Arthur, a 25-year-old Russian immigrant and Labor Party supporter, also questioned if Jews had actually committed the attack.
Others simply did not care.
“We don’t talk about politics,” one woman told me as she walked away.
“Maybe when we come back by,” another man said. “We’re walking right now.”
Across the board, Israeli politicians condemned the attack. Prime Minister Benjamin Netanyahu claims he instructed security forces to “use all the resources at their disposal to capture the killers and bring them to justice as soon as possible.”
“He who burns a Palestinian baby declares war on the State of Israel,” said journalist turned politician Yair Lapid.
“We will chase down the murderers until they are caught,” promised Defense Minister Moshe Ya’alon.
Justice Minister Ayelet Shaked, known for a pro-genocide Facebook post during the 2014 war on Gaza, backed the death penalty for Jewish terrorists.
For liberal Zionist groups in the United States, the Duma attack and the fatal stabbing at Jerusalem’s Pride Parade prompted a crisis of soul searching. J Street published an article entitled, “Condemnation Is Not Enough,” calling on the Jewish community “not only to offer words of condemnation and consolation, but to fight to change our social, political and religious reality so that such things never happen again.”

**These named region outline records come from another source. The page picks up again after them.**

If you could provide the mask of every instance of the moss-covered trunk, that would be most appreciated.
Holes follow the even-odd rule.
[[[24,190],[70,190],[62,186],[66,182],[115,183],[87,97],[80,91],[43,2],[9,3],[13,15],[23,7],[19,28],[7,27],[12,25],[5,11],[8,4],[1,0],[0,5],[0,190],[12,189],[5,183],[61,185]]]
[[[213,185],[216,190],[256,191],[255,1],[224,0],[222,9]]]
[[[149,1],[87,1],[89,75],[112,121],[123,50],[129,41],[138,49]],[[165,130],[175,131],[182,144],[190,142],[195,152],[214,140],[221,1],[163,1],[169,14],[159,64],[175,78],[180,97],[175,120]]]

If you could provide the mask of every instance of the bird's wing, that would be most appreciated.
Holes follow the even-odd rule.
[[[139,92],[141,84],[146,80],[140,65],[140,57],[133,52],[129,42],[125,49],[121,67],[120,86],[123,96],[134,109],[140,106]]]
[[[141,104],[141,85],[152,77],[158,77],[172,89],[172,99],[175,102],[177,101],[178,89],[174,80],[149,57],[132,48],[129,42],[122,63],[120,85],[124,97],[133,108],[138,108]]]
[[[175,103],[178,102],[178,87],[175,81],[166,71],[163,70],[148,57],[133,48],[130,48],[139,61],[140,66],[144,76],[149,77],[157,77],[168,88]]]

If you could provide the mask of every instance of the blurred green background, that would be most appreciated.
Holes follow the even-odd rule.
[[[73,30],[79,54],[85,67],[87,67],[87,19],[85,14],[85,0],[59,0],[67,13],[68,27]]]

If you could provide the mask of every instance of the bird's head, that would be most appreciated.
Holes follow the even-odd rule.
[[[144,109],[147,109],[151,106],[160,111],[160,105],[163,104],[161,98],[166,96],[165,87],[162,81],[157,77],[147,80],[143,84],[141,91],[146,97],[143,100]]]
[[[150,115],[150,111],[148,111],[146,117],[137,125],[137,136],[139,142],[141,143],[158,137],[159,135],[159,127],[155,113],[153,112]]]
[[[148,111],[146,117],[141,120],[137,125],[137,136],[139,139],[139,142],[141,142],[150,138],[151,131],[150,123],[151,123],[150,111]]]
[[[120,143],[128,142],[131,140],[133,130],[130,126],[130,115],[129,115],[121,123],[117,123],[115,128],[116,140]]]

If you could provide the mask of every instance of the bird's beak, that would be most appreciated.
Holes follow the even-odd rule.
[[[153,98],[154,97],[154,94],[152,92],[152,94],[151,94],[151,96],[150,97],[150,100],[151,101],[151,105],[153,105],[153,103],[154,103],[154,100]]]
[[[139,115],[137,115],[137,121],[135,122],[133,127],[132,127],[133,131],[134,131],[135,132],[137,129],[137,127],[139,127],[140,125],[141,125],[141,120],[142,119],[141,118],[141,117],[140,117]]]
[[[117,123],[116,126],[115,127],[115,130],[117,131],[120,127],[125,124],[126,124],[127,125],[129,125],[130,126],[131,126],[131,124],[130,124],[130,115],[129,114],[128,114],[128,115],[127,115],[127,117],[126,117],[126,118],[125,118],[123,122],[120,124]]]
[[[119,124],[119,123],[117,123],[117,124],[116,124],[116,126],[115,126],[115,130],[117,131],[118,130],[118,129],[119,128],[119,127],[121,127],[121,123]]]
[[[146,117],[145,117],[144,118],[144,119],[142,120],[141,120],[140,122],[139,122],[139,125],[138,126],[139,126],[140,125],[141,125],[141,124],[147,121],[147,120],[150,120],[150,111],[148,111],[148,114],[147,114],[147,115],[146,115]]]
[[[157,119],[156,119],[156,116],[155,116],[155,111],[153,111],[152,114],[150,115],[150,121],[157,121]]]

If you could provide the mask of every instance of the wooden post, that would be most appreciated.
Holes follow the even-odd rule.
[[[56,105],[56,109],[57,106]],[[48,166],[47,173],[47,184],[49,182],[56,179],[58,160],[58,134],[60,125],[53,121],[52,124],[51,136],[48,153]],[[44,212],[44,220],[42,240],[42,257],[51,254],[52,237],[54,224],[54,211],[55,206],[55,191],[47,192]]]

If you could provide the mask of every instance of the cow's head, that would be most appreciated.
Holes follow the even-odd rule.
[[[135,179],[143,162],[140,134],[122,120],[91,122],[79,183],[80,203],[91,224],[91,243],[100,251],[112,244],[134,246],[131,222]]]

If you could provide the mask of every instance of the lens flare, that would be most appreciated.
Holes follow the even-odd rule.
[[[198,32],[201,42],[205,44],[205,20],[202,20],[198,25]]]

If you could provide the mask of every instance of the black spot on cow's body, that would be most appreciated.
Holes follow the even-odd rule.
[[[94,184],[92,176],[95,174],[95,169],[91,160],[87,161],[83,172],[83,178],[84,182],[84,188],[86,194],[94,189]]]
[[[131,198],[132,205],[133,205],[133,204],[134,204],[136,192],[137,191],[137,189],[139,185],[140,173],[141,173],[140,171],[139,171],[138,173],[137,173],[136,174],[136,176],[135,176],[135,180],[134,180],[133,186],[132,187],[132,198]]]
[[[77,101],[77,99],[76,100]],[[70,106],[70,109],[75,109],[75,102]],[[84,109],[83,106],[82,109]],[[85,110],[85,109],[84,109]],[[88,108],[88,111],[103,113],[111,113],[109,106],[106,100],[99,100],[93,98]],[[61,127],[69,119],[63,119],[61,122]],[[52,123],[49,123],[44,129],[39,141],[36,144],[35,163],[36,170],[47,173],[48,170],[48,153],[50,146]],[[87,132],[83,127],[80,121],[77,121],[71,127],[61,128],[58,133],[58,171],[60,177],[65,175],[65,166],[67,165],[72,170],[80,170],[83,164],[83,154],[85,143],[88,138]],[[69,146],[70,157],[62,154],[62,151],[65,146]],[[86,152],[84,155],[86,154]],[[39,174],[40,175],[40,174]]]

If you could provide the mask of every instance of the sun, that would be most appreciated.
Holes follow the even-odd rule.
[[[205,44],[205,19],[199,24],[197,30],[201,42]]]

That view was echoed by the American pro-Israel mega-philanthropist Lynn Schusterman, who blogged about the gravity of the event: “It is not enough to simply decry—rather, each of us has the responsibility to staunchly defend the human rights owed to us all. To hold our leaders accountable. To organize ourselves, take action and ensure that our voices are loud enough for all to hear.”
While Palestinians in the West Bank are forced to organize to defend themselves from settler attacks, I couldn’t find any calls for accountability in Tel Aviv. In fact, I could not find a single Israeli who was even familiar with the status of the case.
The Duma case illustrates why critics like Israeli activist Ronnie Barkan see Tel Aviv as a bubble.
“It doesn’t surprise me that people in Tel Aviv don’t know the basic facts about the Duma case because they don’t have to know,” Barkan explained to me. “People in Tel Aviv are just as much as part of the system [as settlers] but they are participating in a different way. Tel Aviv is the only cosmopolitan city in the world that is Arab-free. They adapt to the Tel Aviv bubble and not having to care, but Tel Aviv is the place where you have the [military] command-and-control center which is responsible for the siege of Gaza. In the massacre that took place a year ago, the pilots who razed entire neighborhoods to the ground left their homes in Tel Aviv to the air force base and got into their F16s and bombed the hell out of Gaza, and then went back home to the comfortable life in Tel Aviv in the evening. In Jerusalem, it’s in your face. You can’t travel on the light rail and not engage with Palestinians. You don’t have this kind of friction in Tel Aviv – it’s kind of frictionless.”
“In Hebrew, there is an expression: ‘lihiyot im v’lehargish bli.’ It means being with and feeling as if you are without,” Barkan said. “This is what the Tel Aviv bubble is all about.”
Rona Temkin seemed to confirm Barkan’s analysis as she acknowledged she hadn’t really been following the Dawabshe story: “Tel Aviv is like a different country – like another country inside Israel.”